What if nums can contain negative values too?
The subset-sum transformation depends on interpreting the input as non-negative weights in a 0/1 knapsack count. Once arbitrary negative values are allowed, that reduction is no longer reliable in its usual form. In that setting, the safer approach is hashmap DP or memoized DFS over reachable signed sums. A hashmap-based transition keeps count[sum_value] = number of ways to reach that sum after each element. For every number, it creates the next map by adding both sum_value + num and sum_value - num. This keeps the reasoning correct even when the numbers are negative, though the state space can grow more than in the original problem.
Why does the DP array have to be updated from right to left?
Because each number can be used only once.
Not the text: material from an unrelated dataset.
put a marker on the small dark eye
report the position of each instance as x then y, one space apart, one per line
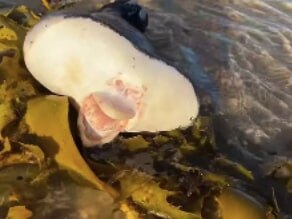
143 15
If the loop ran from left to right, the update for a smaller sum could immediately affect a larger sum in the same iteration, which would accidentally reuse the same value multiple times. Right-to-left iteration guarantees that every transition reads only counts from the previous step, not counts that were just created by the current number. That detail is the difference between a correct 0/1 subset-count DP and an incorrect unbounded version.
What if the interviewer asks for one valid expression instead of the total count?
Then the problem changes from counting to reconstruction. One practical approach is to use memoized DFS and return as soon as one branch succeeds, storing whether a given state can still reach the target. Another option is to augment the DP with predecessor information so a valid subset can be reconstructed and then translated back into + and - signs. The core tradeoff is that counting can be done with a compact 1D DP array, while reconstruction usually needs extra bookkeeping to remember how a state was reached.
Practical takeaway
This problem is worth remembering because it looks like backtracking, but the best interview answer comes from algebra plus dynamic programming.
The reusable pattern is:
- express the sign choices as a partition
- derive the required subset sum
- reject impossible parity or range cases immediately
- run a 0/1 knapsack counting DP
Once that shift is made, the implementation becomes short, deterministic, and easy to defend under follow-up questions.